Document cleancache, it's APIs and sysfs interface.
Signed-off-by: Suren Baghdasaryan <surenb@google.com>
---
Documentation/mm/cleancache.rst | 112 ++++++++++++++++++++++++++++++++
MAINTAINERS | 1 +
2 files changed, 113 insertions(+)
create mode 100644 Documentation/mm/cleancache.rst
diff --git a/Documentation/mm/cleancache.rst b/Documentation/mm/cleancache.rst
new file mode 100644
index 000000000000..deaf7de51829
--- /dev/null
+++ b/Documentation/mm/cleancache.rst
@@ -0,0 +1,112 @@
+.. SPDX-License-Identifier: GPL-2.0
+
+==========
+Cleancache
+==========
+
+Motivation
+==========
+
+Cleancache is a feature to utilize unused reserved memory for extending
+page cache.
+
+Cleancache can be thought of as a folio-granularity victim cache for clean
+file-backed pages that the kernel's pageframe replacement algorithm (PFRA)

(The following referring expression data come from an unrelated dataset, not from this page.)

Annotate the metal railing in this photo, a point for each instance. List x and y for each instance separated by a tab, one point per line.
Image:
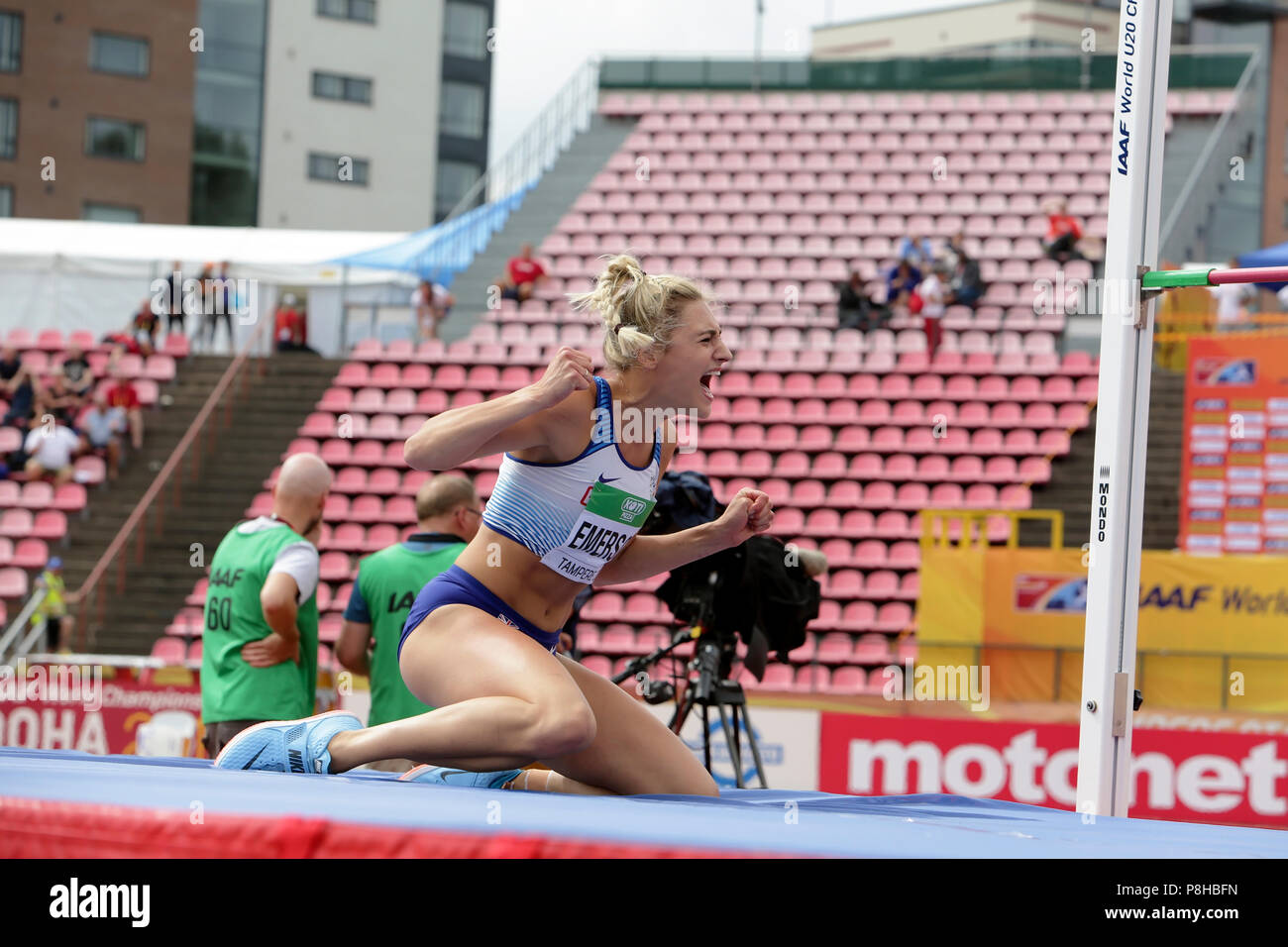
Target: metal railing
1183	232
165	493
501	188
16	628
1190	67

+would like to keep around, but can't since there isn't enough memory. So
+when the PFRA "evicts" a folio, it stores the data contained in the folio
+into cleancache memory which is not directly accessible or addressable by
+the kernel (transcendent memory) and is of unknown and possibly
+time-varying size.
+
+Later, when a filesystem wishes to access a folio in a file on disk, it
+first checks cleancache to see if it already contains required data; if it
+does, the folio data is copied into the kernel and a disk access is
+avoided.
+
+The memory cleancache uses is donated by other system components, which
+reserve memory not directly addressable by the kernel. By donating this
+memory to cleancache, the memory owner enables its utilization while it
+is not used. Memory donation is done using cleancache backend API and any
+donated memory can be taken back at any time by its donor without no delay
+and with guarantees success. Since cleancache uses this memory only to
+store clean file-backed data, it can be dropped at any time and therefore
+the donor's request to take back the memory can be always satisfied.
+
+Implementation Overview
+=======================
+
+Cleancache "backend" (donor that provides transcendent memory), registers
+itself with cleancache "frontend" and received a unique pool_id which it
+can use in all later API calls to identify the pool of folios it donates.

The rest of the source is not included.